Welcome to Radio Pretoria, the voice and the symbol of right-wing white opposition to black majority government. Spoiling for a fight and beating a daily tattoo of martial music and pro-apartheid propaganda, the 4-month-old unlicensed FM station has become the rallying point--if not the last stand--for the dwindling number of white South Africans determined to cling to racist rule.
Tapping a longing for the past and a fear of the future, the pirate broadcasters--plus three new copycat stations--blare a shrill message of white supremacy and resistance to democratic change just as apartheid prepares to join Nazism, communism and other discredited one-party states in the junkyard of history.
The threats of violence, and the station's refusal to obey court orders and government decrees to shut down, have sorely tested President Frederik W. de Klerk's government at a time when South Africa is striving to put its racist past behind it.
The government controls broadcasting until a new, independent commission regulates the nation's airwaves, after democratic elections April 27-29.
"Radio Pretoria expects one set of rules to apply to it and another set of rules to the other estimated 200 aspirant radio stations" that have applied for licenses, Home Affairs Minister Danie Schutte told reporters. "This is not acceptable."
Short of armed assault, however, no one has figured out how to silence the pirate station.
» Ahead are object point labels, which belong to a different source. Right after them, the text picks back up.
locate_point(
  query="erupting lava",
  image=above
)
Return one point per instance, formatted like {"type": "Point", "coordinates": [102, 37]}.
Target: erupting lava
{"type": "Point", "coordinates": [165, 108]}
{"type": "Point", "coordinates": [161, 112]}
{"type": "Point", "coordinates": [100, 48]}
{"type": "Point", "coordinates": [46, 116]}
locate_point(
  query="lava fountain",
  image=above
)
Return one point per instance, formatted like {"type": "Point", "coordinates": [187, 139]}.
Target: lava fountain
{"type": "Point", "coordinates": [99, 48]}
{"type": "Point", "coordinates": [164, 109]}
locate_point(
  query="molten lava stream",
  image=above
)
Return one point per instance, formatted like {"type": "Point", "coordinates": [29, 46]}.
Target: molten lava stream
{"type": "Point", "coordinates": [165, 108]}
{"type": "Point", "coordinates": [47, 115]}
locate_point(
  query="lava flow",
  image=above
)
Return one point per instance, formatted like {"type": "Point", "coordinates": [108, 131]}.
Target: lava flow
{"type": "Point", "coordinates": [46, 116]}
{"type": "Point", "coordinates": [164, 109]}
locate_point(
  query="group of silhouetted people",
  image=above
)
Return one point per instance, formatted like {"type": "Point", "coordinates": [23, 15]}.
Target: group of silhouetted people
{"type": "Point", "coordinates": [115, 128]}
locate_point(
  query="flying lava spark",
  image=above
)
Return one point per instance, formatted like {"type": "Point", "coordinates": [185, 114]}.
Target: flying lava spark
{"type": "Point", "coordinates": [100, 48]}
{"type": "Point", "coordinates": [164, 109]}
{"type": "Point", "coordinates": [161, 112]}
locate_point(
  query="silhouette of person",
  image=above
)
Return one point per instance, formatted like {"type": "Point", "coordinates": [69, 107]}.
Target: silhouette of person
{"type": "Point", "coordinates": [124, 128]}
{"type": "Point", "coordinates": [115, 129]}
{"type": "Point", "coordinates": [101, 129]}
And that's just fine with the conservative farmers, housewives and commandos who see it as the next best thing to apartheid.
"What we think is happening here is suddenly there's hope," said the ever-cheerful chief announcer Anieta Armand, the "Voice of the Volk." "We were feeling pushed out and neglected. And then came Radio Pretoria and our people had hope again."
Her people are Afrikaners, the 3 million descendants of early Dutch, German and French settlers. They are more than half of the whites here, who make up 14% of South Africa's 40 million people.
Infused with a strict Calvinist faith, the Afrikaners are united by a harsh history and a bitter sense of persecution: beaten by British colonialists, despised by the modern world for the enforced racial segregation and exploitation of apartheid and, in their view, betrayed by white reformers like De Klerk.
But while the legal structure of apartheid has been steadily dismantled since 1990, many Boers, as the Afrikaners are also called, now see an even more insidious chipping away of their culture, language and myths.
Take Afrikaans, their Dutch-derived language. It became an official state language, along with English, in 1925. Hated by blacks as the voice of oppression, however, Afrikaans will be one of 11 official tongues in the new South Africa. Its use will almost certainly decline.
Afrikaners already see their language being eclipsed. The local Coca-Cola franchise and SA Breweries, the monopoly beer brewer, announced that they would stop printing Afrikaans on their cans. The national railway has dropped Afrikaans from its tickets. The national anthem, "Die Stem," is sure to be replaced. Schools, television shows and businesses are using less Afrikaans. Even the new constitution was printed only in English until right-wingers complained.
"Afrikaans is going to be a little kitchen dialect within 20 years," Johan Combrink, a professor of Afrikaans at Stellenbosch University, griped in the Cape Town daily Die Burger.
Then came the announcement last November that women and nonwhites will be eligible to join the Afrikaner Broederbond, an exclusive secret society whose members are required to swear fealty to white rule and the "eternal existence of a separate Afrikaner nation."